Le procès Sonatrach s’est ouvert, dimanche 15 mars 2015, au tribunal criminel d’Alger qui a rejeté après délibération une demande de report du procès formulé par l’avocat d’un des prévenus. Dix-neuf personnes dont Mohamed Meziane, ancien PDG du groupe public pétrolier, ses deux fils, huit de ses adjoints, un patron d’une filiale d’une entreprise allemande Contal Algérie Funkwerk sont accusées de corruption.
Quatre entreprises étrangères sont également poursuivies pour obtention frauduleuse de marchés publics au détriment de Sonatrach. Ces poursuites n’alimentent que le premier volet dit « Sonatrach 1 » d’un procès qui devrait dans un second temps s’intéresser aux pots de vin versés par une filiale de la société italienne ENI à des cadres de Sonatrach.
L’affaire a éclaté en janvier 2010 avec la « décapitation judiciaire » spectaculaire et sans précédent en Algérie de l’ensemble du top-management du groupe pétrolier public dont l’activité est vitale pour l’économie algérienne.
Le PDG de l’entreprise, Mohamed Meziane et ses adjoints avaient été placés sous contrôle judiciaire ou mis en détention provisoire par un juge d’instruction à la suite d’enquêtes menées par le Département de renseignement et de sécurité (DRS), les services de renseignements algériens.
Les 19 prévenus sont poursuivis notamment pour « association de malfaiteurs, passation de marchés contraires à la loi pour accorder des privilèges injustifiés à des tiers, blanchiment d’argent, augmentation de prix dans des contrats avec une entreprise publique, détournement de deniers publics, blanchiment d’argent et corruption. »
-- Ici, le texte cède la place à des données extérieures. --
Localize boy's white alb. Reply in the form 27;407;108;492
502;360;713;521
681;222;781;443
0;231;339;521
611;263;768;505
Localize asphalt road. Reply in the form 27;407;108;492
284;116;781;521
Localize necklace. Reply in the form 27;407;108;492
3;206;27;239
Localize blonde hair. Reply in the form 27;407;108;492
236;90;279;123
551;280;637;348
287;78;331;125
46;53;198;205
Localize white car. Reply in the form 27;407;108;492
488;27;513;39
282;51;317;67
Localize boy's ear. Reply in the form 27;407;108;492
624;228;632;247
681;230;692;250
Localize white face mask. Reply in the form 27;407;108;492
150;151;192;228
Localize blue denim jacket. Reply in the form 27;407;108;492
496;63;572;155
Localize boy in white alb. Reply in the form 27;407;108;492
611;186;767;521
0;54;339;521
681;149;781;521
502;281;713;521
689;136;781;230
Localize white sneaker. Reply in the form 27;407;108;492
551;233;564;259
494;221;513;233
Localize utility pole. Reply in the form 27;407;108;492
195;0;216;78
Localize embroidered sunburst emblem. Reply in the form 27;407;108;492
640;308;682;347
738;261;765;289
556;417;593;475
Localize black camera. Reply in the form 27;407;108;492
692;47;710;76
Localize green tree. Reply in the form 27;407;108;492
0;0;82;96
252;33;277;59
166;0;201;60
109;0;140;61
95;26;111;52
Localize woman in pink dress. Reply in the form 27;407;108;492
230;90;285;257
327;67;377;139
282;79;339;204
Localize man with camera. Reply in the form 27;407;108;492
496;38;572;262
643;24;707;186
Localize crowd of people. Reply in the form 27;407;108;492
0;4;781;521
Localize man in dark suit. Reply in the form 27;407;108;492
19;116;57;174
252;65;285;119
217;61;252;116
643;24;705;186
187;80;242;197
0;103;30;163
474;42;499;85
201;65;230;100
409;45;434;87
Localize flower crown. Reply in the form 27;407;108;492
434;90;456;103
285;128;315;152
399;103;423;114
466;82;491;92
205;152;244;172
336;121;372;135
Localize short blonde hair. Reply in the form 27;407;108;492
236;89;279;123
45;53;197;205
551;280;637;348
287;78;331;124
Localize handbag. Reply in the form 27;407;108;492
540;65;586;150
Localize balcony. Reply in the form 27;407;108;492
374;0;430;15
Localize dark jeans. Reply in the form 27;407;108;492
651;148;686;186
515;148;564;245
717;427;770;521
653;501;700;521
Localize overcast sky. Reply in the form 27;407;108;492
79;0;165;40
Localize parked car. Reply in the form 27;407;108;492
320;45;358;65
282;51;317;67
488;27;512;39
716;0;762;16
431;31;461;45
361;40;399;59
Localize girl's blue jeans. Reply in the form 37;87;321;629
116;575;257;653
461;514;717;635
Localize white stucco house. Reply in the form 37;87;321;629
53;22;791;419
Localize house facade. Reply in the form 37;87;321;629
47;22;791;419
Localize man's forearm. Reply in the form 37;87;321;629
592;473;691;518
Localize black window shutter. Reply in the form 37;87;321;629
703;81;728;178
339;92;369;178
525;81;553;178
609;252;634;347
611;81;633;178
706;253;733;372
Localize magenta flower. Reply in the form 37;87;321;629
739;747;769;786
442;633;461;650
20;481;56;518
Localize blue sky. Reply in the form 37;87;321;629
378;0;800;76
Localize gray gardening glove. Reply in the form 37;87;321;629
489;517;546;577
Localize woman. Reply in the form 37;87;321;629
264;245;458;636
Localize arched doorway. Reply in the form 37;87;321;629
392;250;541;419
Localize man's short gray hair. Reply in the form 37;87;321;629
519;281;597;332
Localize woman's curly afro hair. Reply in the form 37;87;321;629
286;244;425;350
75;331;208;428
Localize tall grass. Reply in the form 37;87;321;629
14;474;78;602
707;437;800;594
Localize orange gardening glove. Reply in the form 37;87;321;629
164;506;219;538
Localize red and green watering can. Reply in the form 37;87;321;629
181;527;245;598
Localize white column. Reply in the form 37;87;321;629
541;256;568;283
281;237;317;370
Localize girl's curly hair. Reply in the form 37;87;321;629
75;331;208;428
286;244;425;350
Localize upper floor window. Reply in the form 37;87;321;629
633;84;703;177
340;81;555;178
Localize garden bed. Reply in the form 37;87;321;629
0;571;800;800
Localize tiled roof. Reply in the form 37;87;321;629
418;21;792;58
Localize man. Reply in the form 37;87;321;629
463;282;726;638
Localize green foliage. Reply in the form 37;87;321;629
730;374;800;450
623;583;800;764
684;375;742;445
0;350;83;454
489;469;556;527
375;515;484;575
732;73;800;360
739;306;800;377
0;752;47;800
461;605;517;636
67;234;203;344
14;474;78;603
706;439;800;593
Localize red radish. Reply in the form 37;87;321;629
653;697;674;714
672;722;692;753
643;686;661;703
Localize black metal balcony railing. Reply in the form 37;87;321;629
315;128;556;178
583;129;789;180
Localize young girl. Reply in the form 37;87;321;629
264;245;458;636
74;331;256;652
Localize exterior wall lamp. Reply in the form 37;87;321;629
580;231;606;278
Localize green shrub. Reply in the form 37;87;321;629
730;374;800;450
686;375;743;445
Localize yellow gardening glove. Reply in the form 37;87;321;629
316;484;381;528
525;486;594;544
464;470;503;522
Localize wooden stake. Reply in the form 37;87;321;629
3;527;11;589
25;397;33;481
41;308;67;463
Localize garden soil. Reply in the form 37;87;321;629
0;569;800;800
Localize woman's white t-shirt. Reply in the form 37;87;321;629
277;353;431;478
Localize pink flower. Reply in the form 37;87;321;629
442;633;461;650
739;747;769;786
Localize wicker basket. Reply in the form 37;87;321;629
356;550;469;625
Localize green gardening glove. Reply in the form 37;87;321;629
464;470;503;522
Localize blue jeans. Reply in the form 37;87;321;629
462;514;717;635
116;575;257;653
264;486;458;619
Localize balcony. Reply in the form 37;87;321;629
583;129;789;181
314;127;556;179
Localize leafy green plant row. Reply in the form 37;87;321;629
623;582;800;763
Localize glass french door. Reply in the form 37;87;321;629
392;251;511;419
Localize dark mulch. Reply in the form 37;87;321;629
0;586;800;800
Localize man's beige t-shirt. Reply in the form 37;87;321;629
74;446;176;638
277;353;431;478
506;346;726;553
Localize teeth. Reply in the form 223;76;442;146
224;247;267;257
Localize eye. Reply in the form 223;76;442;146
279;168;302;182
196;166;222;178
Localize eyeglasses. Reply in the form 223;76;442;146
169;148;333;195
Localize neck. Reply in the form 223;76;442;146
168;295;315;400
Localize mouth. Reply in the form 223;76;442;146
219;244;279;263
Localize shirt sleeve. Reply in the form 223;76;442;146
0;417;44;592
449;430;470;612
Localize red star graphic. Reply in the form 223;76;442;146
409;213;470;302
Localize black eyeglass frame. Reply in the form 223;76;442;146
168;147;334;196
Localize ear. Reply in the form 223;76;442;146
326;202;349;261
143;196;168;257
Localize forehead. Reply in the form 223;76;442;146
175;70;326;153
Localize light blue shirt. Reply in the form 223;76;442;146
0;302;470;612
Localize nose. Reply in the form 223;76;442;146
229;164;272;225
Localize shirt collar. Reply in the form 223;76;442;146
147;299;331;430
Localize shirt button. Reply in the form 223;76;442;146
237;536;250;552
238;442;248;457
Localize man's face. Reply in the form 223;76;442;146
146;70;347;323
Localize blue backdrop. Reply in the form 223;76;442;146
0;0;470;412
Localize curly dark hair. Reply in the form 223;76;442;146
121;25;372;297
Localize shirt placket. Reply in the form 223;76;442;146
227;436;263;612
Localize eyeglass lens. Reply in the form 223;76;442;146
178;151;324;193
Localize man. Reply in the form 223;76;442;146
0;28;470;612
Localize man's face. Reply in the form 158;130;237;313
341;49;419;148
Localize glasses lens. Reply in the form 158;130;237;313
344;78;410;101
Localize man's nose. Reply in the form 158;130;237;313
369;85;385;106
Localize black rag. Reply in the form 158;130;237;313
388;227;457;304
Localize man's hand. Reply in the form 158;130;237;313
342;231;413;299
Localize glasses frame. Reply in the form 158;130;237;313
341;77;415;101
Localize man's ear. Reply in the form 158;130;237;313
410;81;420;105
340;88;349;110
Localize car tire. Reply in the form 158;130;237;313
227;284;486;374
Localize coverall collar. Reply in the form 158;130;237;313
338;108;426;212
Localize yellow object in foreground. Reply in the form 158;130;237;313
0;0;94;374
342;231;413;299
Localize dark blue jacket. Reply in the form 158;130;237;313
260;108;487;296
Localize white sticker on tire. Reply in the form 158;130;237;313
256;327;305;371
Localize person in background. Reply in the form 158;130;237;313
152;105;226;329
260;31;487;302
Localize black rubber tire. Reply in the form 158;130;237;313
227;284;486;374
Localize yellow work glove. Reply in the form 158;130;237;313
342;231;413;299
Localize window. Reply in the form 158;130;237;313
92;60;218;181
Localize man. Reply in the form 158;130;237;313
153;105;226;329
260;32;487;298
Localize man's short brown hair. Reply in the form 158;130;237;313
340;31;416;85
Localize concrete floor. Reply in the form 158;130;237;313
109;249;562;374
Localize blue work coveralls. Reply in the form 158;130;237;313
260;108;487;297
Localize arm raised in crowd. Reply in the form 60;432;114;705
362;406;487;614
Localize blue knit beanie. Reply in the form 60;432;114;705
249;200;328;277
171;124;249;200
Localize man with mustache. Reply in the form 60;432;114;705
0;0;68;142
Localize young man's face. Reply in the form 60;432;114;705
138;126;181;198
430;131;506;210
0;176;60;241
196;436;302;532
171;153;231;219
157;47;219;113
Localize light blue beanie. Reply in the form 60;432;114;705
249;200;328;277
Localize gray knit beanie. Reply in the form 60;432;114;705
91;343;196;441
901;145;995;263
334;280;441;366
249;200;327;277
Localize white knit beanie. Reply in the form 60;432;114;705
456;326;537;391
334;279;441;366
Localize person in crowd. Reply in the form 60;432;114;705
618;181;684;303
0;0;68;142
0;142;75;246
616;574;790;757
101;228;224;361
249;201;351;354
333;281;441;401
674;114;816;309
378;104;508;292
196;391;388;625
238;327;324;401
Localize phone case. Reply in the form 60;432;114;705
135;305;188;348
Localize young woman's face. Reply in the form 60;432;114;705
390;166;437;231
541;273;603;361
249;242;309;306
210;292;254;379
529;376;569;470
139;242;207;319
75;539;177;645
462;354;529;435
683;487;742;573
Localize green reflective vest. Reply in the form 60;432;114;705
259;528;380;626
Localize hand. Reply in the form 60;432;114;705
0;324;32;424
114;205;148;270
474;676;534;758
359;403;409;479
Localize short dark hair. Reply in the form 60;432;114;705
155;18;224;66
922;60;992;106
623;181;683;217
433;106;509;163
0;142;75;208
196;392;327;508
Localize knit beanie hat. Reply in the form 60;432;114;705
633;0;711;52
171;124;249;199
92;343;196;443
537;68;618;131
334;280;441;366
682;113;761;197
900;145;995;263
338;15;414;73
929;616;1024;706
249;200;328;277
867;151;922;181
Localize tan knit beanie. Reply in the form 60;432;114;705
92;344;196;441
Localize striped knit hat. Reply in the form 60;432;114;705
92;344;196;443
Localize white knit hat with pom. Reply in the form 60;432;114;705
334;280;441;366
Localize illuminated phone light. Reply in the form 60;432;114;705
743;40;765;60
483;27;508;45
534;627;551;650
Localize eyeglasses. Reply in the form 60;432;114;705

La presse algérienne souligne que le procès se déroule en l’absence de l’ancien ministre de l’énergie, Chakib Khelil, qui avait la haute main sur le secteur des hydrocarbures depuis l’arrivée au pouvoir d’Abdelaziz Bouteflika, en avril 1999.
L’ancien PDG de Sonatrach, Mohamed Meziane, qui a déjà purgé une peine de prison pour une autre affaire a, pour la première fois, accepté de parler dans les médias. Il s’est dit victime d’un « règlement de compte à un très haut niveau » et a assuré que tous les contrats pour lesquels il était poursuivi ont été conclus en conformité avec la loi.
Il a surtout expliqué que l’ancien ministre de l’énergie avait la main sur tout à Sonatrach et lui avait imposé un de ses proches, Réda Hemche, actuellement en fuite, comme chef de cabinet. Hemche a été « nommé par le ministre (…). Son bureau, au fond du couloir, lui permettait d’avoir l’œil sur toutes mes allées et venues ».
Membre du clan Bouteflika
Pour sa défense, l’ancien PDG a choisi de ne plus ménager l’ancien ministre. Il a récusé un avocat, Mohsen Amara, qui avait fait des déclarations spectaculaires sur une chaîne de télévision défendant l’ancien ministre et accusant le procureur d’avoir délivré un mandat international contre lui sur instigation des services de renseignement.
Absent du procès, l’ombre de Chakib Khelil pèse dans cette affaire. Déstabilisé en janvier 2010 par l’enquête menée par le DRS, ce dernier a continué à bénéficier de la protection du président Bouteflika qui lui a évité un limogeage immédiat. Il a organisé son départ, en mai 2010, dans le cadre d’un remaniement ministériel.
Khelil a quitté l’Algérie en mars 2013 pour les États-Unis, il n’assistera pas aux funérailles de sa mère le 21 mai, à Oran. Un exil prudent car il était menacé par une autre affaire déclenchée, en Italie, par le parquet de Milan sur le versement de commissions d’un montant de 198 millions de dollars par Saipem, filiale d’ingénierie du groupe parapétrolier italien ENI, à des responsables algériens en contrepartie de contrats d’une valeur globale de 8 milliards d’euros.
Les versements étaient effectués par Saipem au profit de la Pearl Partners Limited, basée à Hong Kong, et propriété de Farid Bedjaoui, l’homme de confiance de Khelil.
Les informations publiées en Italie ont été relayées par les médias en Algérie où la justice a fini par réagir. Une instruction a été ouverte sous la dénomination de « Sonatrach 2 ». Un mandat d’arrêt international a été lancé contre Chakib Khelil mais il a été annulé pour vice de procédure… De quoi conforter ceux qui pensent en Algérie que jamais Khelil, membre du « clan Bouteflika » ne sera jamais jugé.